Ce qui intéresse particulièrement Clara James, c’est le cerveau. «Parce qu’il est le chef d’orchestre de notre vie!» illustre-t-elle. Egalement musicienne, son expertise lui permet d’étudier les liens entre musique et cerveau: comment les activités musicales ou l’intensité d’entraînement avec un instrument de musique agissent-elles sur la plasticité cérébrale? Comme elle l’explique, notre cerveau est plastique de la naissance jusqu'à notre dernier souffle. Il n’est donc jamais trop tard.

Une de ses recherches a par exemple montré que les enfants qui jouent dans un orchestre à l’école développent de meilleures capacités intellectuelles et motrices. Une autre étude a revu le rôle de l’oreille absolue, ce don pourtant exceptionnel: elle ne serait pas nécessaire pour devenir musicienne ou musicien de haut niveau.

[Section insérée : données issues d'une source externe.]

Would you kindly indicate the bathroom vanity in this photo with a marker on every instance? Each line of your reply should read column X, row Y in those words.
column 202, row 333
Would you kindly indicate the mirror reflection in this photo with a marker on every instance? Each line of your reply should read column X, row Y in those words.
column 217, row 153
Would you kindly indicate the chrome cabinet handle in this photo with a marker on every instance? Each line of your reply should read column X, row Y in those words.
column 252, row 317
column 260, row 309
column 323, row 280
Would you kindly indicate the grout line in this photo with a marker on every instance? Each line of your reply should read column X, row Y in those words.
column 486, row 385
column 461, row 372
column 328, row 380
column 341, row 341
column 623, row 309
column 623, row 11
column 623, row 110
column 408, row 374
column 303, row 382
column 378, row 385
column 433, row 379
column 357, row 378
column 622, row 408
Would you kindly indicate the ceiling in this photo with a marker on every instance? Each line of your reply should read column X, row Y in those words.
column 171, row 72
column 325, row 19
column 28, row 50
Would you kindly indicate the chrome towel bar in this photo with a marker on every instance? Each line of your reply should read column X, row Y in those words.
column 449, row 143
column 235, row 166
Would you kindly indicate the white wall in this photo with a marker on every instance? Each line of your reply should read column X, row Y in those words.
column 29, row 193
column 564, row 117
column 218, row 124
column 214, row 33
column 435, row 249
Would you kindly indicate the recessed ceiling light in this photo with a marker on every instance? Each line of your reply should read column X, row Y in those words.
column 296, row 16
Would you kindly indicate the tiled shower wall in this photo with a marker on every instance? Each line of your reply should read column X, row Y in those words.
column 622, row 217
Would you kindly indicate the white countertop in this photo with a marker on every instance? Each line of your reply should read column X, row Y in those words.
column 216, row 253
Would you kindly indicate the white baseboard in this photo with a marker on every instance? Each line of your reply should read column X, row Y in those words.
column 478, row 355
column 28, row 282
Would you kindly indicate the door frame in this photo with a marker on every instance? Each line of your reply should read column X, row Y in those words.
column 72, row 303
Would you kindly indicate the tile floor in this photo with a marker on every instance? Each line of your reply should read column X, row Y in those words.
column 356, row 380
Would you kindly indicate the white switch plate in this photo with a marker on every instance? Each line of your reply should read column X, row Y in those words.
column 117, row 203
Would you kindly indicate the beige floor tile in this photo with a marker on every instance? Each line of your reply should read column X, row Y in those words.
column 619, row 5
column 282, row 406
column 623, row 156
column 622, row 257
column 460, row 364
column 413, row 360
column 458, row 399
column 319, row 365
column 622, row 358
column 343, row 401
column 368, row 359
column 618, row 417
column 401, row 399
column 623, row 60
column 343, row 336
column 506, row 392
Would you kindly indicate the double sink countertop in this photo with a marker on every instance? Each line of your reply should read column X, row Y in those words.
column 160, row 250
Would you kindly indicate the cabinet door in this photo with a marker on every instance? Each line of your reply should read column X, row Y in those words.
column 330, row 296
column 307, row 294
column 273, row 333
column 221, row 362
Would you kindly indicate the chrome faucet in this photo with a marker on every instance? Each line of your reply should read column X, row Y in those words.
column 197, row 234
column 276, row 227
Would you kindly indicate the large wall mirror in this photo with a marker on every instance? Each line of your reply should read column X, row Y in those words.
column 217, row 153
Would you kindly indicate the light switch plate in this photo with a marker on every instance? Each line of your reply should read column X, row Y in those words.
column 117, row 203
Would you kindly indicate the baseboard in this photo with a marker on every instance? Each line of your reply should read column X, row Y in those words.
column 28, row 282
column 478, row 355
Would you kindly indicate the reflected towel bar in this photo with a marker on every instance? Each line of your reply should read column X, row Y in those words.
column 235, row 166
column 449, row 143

La musique maintient jeune

Plus récemment, grâce notamment à des financements du Fonds national suisse, la scientifique s’est essentiellement concentrée sur la manière dont la musique peut contribuer à enrayer le déclin cognitif et sensorimoteur des personnes âgées. «Le but, c’est de proposer des manières de prolonger l’autonomie et ainsi améliorer le bien-être de ces personnes, mais aussi celui de leur entourage», précise-t-elle. Par exemple les personnes qui ont appris à jouer du piano à un âge avancé conservent plus longtemps certaines parties de leur matière blanche cérébrale, c’est-à-dire leurs connexions neuronales, notamment dans une région du cerveau importante pour la mémoire. Mais ce n’est pas tout. Toujours selon ses recherches, les personnes âgées qui pratiquent la musique entendent mieux la parole dans le bruit, ont une meilleure mémoire de travail, manient mieux certains objets de la vie quotidienne comme les téléphones portables et les tablettes. Et tous ces bienfaits s’accompagnent d’adaptations dans le cerveau. Des résultats qui conduisent Clara James à affirmer: «Pratiquer la musique activement devrait occuper une plus grande place tout au long de la vie et être accessible à toutes et tous indépendamment du revenu.»

Reste une question, qui brûle les lèvres: aujourd’hui, qu’apporte la pratique du violon à Clara James la scientifique? La réponse fuse: «Regardez mon bureau: j’ai deux ordinateurs, quatre écrans, des post-it partout. Dans mon travail, je dois en permanence réfléchir à plusieurs choses, cela me réveille parfois même la nuit. En revanche, quand je joue du violon, mon cerveau n’a plus qu’à se focaliser sur une seule chose. C’est quasiment de la méditation.»